TIMING
The microarchitecture operates on a two-phase clock cycle, in which the master sections of all of the registers change on the rising edge of the clock and the slave sections change on the falling edge of the clock as shown in Figure 6-14. All of the registers use falling edge-triggered master/slave D flip-flops except for %r0
which does not need flip-flops.
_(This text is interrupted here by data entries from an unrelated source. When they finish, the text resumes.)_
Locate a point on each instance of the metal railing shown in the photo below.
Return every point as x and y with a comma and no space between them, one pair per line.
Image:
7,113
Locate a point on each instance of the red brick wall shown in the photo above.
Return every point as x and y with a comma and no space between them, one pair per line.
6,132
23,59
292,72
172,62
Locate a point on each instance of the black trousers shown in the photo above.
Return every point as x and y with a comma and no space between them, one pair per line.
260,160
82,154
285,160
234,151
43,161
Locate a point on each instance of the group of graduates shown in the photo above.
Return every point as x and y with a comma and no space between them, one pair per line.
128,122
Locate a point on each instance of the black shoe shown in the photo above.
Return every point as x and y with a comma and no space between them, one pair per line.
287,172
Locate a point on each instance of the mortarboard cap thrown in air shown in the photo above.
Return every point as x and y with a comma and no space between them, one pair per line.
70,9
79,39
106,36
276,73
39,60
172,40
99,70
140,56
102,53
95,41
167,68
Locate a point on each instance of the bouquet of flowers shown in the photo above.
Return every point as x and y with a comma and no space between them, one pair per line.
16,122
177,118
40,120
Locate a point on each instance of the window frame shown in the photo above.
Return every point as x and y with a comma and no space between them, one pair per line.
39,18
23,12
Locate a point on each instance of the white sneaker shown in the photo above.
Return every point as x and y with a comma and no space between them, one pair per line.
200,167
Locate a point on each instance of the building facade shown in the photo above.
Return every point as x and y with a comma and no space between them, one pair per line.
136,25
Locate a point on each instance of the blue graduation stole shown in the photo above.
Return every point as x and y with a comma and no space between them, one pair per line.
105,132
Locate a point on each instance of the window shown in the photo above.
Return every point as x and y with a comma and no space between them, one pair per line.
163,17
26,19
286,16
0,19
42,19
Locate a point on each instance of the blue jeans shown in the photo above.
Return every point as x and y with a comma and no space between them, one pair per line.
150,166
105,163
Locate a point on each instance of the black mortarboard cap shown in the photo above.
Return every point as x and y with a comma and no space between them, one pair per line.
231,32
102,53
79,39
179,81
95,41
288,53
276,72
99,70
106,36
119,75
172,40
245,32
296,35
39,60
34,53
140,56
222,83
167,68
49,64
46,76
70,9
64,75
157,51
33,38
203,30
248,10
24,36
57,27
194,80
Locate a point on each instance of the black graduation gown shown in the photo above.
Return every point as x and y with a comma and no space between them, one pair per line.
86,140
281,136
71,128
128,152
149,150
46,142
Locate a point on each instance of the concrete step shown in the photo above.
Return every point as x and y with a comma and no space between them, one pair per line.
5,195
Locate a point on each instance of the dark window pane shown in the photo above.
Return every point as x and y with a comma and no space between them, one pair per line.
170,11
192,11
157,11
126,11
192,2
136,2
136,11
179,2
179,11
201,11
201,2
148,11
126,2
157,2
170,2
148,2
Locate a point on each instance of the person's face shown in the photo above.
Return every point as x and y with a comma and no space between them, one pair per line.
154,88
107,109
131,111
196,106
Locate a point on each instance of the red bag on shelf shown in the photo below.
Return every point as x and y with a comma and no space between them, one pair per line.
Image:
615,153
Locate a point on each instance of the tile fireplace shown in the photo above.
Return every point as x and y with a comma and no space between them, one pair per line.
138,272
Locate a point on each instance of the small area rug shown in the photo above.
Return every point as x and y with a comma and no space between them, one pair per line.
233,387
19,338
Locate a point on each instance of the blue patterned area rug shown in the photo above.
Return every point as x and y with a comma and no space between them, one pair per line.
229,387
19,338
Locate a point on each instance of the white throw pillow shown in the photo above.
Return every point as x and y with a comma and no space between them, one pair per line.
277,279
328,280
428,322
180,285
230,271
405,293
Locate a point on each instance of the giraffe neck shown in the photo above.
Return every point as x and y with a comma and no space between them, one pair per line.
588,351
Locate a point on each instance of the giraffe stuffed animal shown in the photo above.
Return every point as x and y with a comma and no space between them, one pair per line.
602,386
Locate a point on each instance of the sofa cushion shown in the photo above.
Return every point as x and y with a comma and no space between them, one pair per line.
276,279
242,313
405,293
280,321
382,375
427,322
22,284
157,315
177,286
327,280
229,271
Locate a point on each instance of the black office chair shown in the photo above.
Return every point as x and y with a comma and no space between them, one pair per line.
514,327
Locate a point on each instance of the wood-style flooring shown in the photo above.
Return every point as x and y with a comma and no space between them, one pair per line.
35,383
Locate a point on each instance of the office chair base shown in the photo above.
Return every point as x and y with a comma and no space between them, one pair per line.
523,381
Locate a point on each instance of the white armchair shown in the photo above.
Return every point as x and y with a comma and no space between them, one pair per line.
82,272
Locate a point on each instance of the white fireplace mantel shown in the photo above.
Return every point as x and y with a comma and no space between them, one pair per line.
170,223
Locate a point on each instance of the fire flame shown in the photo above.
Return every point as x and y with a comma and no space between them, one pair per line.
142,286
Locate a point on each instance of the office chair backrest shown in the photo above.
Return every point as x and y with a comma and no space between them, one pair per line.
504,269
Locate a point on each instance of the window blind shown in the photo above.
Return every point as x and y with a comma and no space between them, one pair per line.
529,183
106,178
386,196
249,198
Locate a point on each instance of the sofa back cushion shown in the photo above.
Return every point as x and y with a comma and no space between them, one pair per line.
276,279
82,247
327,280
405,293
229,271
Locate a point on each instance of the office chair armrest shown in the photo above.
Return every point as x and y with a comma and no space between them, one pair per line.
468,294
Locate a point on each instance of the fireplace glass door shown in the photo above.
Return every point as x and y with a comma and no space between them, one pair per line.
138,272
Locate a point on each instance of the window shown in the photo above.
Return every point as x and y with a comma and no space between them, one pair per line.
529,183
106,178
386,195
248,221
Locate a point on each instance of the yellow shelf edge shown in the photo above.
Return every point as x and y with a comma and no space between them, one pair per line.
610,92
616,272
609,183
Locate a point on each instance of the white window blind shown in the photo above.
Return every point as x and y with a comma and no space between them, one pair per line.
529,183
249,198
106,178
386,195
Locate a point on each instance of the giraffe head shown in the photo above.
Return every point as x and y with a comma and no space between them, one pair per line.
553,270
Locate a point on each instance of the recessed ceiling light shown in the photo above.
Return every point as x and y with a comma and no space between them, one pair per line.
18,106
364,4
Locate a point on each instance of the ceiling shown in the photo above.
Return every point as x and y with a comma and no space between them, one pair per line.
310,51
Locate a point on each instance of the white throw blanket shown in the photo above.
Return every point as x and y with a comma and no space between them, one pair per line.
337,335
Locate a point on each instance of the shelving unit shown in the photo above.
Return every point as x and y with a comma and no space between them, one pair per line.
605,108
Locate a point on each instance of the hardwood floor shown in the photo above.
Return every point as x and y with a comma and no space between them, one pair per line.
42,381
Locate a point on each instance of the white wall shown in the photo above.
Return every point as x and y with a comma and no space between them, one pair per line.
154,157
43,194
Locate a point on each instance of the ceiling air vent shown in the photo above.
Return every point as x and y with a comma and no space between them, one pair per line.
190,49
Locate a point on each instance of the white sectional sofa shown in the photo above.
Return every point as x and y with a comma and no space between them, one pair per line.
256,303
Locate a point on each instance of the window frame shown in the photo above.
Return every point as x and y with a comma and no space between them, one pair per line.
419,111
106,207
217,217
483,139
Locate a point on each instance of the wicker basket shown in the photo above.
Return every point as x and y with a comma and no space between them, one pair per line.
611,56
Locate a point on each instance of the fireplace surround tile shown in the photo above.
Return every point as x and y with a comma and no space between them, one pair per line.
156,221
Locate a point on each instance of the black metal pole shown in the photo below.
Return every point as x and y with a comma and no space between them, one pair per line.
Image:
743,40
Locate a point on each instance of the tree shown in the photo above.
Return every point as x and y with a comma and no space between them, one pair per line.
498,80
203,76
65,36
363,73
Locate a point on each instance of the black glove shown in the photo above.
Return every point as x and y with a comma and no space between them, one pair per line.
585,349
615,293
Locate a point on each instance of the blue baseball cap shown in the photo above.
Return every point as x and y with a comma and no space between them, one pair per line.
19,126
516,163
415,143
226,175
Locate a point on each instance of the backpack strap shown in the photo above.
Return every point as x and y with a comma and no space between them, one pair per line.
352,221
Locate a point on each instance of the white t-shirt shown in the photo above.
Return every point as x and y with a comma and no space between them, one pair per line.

On the falling edge of the clock, data stored in the master sections of the registers are clocked into the slave sections. This makes the data available for operations involving the ALU. While the clock is low, the ALU, CBL, and MUX functions are performed, which settle in time for the rising edge of the clock. On the rising edge of the clock, the new values of the registers are written into the master sections. The registers settle while the clock is high, and the process then repeats.
DEVELOPING THE MICROPROGRAM
In a micro programmed architecture, instructions are interpreted by the micro- program in the control store. The micro program is often referred to as firmware because it bridges the gap between the hardware and the software. The microarchitecture shown in Figure 6-10 needs firmware in order to execute ARC instructions, and one possible coding is described in this section.
A portion of a microprogram that implements the fetch-execute cycle for the ARC is shown in Figure 6-15. In the control store, each microstatement is stored in coded form (1’s and 0’s) in a single microword. For simplicity, the micro-assembly language shown in Figure 6-15 is loosely defined here, and we will leave out labels, pseudo-ops, etc., that we would normally associate with a full-featured assembly language. Translation to the 41-bit format used in the microstore is not difficult to perform by hand for a small microprogram, and is frequently performed manually in practice (as we will do here) rather than creating a suite of software tools for such a small program.
Although our micro-assembly language is indeed an assembly language, it is not the same kind of assembly language as the ARC that we studied in Chapter 4.
The ARC assembly language is visible to the user, and is used for coding general purpose programs. Our micro-assembly language is used for coding firmware, and is not visible to the user. The sole purpose of the firmware is to interpret a user-visible instruction set. A change to the instruction set involves changes to the firmware, whereas a change in user-level software has no influence on the firmware.
Each statement in the microprogram shown in Figure 6-15 is preceded by a decimal number that indicates the address of the corresponding microword in the 2048-word control store. The address is followed by a colon. The operation statements follow the address, and are terminated by semicolons. An optional comment follows the operation field and begins with a slash ‘/.’ The comment terminates at the end of the line. More than one operation is allowed per line, as long as all of the operations can be performed in a single instruction cycle. The ALU operations come from Figure 6-4, and there are a few others as we will see. Note that the 65 statements are shown in logical sequence, rather than in numerical sequence.
Before the microprogram begins execution, the PC is set up with the starting address of a program that has been loaded into the main memory. This may hap- pen as the result of an initialization sequence when the computer is powered on, or by the operating system during the normal course of operation.
The first task in the execution of a user-level program is to bring the instruction pointed to by the PC from the main memory into the IR. Recall from Figure 6-10 that the address lines to main memory are taken from the A bus. In line 0, the PC is loaded onto the A bus, and a Read operation is initiated to memory. The notation “R[x]” means “register x,” in which x is replaced with one of the registers in the datapath, and so “R[1]” means “register %r1,” “R[ir]” means “register %ir,” and “R[rs1]” means the register that appears in the 5-bit rs1 field of an instruction (refer to Figure 6-2.)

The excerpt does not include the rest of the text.